Ramlan: Pemerintah & DPR Punya Andil Pelanggaran di KPU
Rabu, 15 Mar 2006 15:06 WIB
Jakarta - Pemerintah dan DPR RI punya andil mendorong terjadinya kasus-kasus pelanggaran prosedur pengadaan logistik Pemilu 2004 yang berujung dipidanakannya beberapa orang jajaran KPU. Pernyataan tersebut disampaikan Wakil Ketua KPU Ramlan Surbakti langsung pada Presiden SBY dalam pertemuan keduanya di Kantor Presiden, Jalan Veteran, Jakarta Pusat, Rabu (15/3/2006). "Kata kuncinya adalah keterlambatan UU yang merupakan produk pemerintah dan DPR. Ini di luar kendali anggota dan sekjen KPU," ujarnya pada wartawan.

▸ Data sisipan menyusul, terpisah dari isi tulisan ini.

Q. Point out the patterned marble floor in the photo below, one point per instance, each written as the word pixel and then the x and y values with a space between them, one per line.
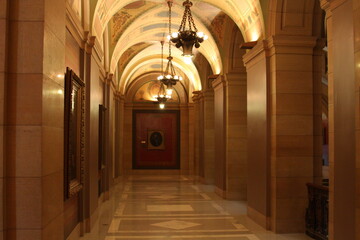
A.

Ramlan memaparkan, DPR baru mengesahkan UU No 12/2003 tentang Pemilu pada Maret 2003, sedangkan pemilihan bagi anggota legislatif harus dilaksanakan April 2004. Maka untuk mengoptimalkan minimnya waktu persiapan, tidak semua prosedur pengadaaan logistik dalam Keppres No 80/2003 dapat dipenuhi. "Tapi parameter yang digunakan (dalam proses hukum terhadap jajaran KPU) bukan situasi abnormal yang kita hadapi, tapi situasi normal. Tidak pernah kami terpikir Keppres No 80/2003 sedemikian sakral dibanding risiko KPU tidak mampu melaksanakan Pemilu yang merupakan amanat UUD '45," urainya. Lebih lanjut guru besar Universitas Airlangga ini berharap agar masalah keterbatasan waktu menjadi pelajaran berharga untuk pelaksanaan Pemilu 2009. Begitu juga tentang hukum dan aturan perundangannya jangan sampai bertabrakan satu sama lain. Sehingga KPU mendatang punya cukup waktu melalukan persiapan pelaksanaan Pemilu yang jauh lebih baik. Seperti mempersiapkan sistem yang lebih sederhana tapi handal, serta penataan personel organisasi yang kompeten. "Ini semua adalah kelemahan dalam penyelenggaraan Pemilu 2004," ungkap Ramlan.